We do send 404 before authentication, if routing failed. But if we found the resource handler we can't know whether the resource exists and more importantly what to do about it until we unrolled the whole thing (because the resource not existing doesn't mean automatically 404, it depends on a number of other factors). Authentication may be required to find whether a resource existed previously and get the link to the new URL for it, for example.

PaulSD commented 11 years ago

Agreed.

So my argument is basically just that the behavior of allowed_methods should be consistent with the behavior of resource_exists. If we can wait until after authentication to make the final determination as to whether the resource exists, why can't we wait until after authentication to make the final determination as to whether the method is allowed?

essen commented 11 years ago

You need to know the method in order to send a request. If you don't know the method yet (entry point), you can use OPTIONS on the URL to get the list of methods and other info about how to access the resource.
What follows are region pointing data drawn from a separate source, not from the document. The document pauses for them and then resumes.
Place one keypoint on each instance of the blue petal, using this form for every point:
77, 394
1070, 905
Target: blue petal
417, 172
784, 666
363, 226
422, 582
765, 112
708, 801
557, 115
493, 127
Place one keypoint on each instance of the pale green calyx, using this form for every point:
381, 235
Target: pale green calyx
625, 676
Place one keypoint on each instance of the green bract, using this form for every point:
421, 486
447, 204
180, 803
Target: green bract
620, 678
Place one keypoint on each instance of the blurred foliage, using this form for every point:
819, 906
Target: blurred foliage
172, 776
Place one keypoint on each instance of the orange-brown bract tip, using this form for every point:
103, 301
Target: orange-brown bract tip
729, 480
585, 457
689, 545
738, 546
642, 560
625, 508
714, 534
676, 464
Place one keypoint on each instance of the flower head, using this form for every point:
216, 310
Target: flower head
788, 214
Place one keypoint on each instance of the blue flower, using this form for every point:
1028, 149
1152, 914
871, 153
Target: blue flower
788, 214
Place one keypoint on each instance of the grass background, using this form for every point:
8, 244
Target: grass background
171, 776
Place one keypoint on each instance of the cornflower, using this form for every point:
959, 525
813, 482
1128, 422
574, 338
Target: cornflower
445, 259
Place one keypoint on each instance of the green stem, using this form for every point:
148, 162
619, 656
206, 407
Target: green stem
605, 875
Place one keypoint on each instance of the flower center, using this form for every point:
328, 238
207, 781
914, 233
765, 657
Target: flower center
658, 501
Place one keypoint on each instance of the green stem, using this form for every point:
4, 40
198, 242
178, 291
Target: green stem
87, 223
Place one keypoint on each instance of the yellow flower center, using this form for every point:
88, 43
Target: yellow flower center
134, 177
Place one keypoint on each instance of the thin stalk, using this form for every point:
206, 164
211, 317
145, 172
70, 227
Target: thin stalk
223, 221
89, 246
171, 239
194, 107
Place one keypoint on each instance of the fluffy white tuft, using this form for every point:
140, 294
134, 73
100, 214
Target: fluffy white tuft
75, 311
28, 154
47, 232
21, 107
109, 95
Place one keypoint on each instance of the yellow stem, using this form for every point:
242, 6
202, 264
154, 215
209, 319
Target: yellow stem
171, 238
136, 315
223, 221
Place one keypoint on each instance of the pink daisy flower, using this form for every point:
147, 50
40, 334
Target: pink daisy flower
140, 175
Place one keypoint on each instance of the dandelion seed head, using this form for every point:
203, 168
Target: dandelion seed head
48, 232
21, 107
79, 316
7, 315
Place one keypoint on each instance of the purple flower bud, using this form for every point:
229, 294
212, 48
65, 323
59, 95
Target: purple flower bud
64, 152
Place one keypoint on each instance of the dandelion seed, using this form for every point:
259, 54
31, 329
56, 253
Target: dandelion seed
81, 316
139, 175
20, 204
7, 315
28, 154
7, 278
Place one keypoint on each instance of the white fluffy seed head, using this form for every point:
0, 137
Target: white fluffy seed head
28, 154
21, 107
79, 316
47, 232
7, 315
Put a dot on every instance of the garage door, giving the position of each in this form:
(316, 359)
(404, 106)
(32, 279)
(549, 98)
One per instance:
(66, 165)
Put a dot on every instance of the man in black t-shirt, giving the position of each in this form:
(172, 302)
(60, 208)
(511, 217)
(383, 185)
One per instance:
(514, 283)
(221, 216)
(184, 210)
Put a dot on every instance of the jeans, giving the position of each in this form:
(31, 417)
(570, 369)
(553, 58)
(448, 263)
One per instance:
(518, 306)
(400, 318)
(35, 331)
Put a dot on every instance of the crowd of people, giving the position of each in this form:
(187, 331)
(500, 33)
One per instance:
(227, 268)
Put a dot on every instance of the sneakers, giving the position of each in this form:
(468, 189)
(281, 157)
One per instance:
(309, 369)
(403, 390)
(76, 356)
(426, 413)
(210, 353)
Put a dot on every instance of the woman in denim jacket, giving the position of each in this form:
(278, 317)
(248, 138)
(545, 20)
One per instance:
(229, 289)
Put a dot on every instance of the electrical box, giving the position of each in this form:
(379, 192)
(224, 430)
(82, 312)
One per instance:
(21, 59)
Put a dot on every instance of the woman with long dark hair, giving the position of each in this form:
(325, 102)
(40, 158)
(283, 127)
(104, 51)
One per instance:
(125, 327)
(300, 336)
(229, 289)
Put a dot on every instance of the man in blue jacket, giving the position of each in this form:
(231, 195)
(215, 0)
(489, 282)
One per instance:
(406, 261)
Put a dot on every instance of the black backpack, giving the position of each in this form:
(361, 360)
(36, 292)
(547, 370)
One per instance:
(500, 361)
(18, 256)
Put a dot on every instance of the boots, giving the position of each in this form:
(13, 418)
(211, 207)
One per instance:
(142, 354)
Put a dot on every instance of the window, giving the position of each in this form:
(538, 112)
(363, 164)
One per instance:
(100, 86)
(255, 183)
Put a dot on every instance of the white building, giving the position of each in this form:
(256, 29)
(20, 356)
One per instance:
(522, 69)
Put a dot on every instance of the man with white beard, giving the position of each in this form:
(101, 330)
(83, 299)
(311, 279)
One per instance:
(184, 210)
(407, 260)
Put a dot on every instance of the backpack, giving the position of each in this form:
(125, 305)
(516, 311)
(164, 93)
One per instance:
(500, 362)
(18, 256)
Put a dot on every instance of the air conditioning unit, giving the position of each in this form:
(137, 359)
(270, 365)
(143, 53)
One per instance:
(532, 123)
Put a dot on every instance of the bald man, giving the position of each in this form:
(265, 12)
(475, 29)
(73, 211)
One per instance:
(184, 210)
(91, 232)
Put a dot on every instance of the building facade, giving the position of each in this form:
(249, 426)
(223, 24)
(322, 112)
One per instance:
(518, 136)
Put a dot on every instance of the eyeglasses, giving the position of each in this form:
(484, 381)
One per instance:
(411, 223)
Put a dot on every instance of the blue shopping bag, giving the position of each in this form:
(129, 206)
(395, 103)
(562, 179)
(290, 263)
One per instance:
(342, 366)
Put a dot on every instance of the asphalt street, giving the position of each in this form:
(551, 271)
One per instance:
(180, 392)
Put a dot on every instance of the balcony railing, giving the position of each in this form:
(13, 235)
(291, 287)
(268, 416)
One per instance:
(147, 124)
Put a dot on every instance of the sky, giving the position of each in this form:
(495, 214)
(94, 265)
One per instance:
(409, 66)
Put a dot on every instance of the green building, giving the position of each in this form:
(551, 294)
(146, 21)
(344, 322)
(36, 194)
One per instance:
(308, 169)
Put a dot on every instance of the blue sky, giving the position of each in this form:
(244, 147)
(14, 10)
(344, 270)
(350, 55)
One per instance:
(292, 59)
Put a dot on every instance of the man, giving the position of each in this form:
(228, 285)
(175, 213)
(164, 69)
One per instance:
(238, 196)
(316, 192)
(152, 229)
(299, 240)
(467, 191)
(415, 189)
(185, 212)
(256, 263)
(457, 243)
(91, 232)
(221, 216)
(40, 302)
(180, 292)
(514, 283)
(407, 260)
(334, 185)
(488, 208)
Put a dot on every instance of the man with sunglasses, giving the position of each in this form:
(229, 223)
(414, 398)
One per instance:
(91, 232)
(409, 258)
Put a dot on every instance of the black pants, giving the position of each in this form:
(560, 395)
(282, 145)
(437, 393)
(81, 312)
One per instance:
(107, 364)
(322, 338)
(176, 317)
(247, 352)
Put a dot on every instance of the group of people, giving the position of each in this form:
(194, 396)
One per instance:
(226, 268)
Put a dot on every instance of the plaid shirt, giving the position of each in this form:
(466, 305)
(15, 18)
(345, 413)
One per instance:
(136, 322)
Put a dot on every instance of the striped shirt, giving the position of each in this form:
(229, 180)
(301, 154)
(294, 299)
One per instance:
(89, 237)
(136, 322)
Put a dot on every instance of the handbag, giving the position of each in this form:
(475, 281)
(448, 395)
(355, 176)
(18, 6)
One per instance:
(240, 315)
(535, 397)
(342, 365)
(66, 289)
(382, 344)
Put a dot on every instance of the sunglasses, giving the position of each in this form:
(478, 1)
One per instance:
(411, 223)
Then you can make the request.

It goes more or less like this:

You can't just skip the request line (or the required host header, that would have to be handled in malformed if Cowboy didn't do it before for you (said host header is a proper part of the "request line" in SPDY and HTTP/2.0 also)) to decide if accessing this resource is allowed, you have to make sense out of the request first. This is what all the callbacks before is_authorized are about. Then you can make an informed decision about whether to allow access to the resource or not.

Anyway I'm not going to repeat myself endlessly, sorry, I'll stop there. What you want to do is an edge case that's not defined in the spec, but that you can still do outside cowboy_rest if you want.

PaulSD commented 11 years ago

OK, thanks for discussing it with me.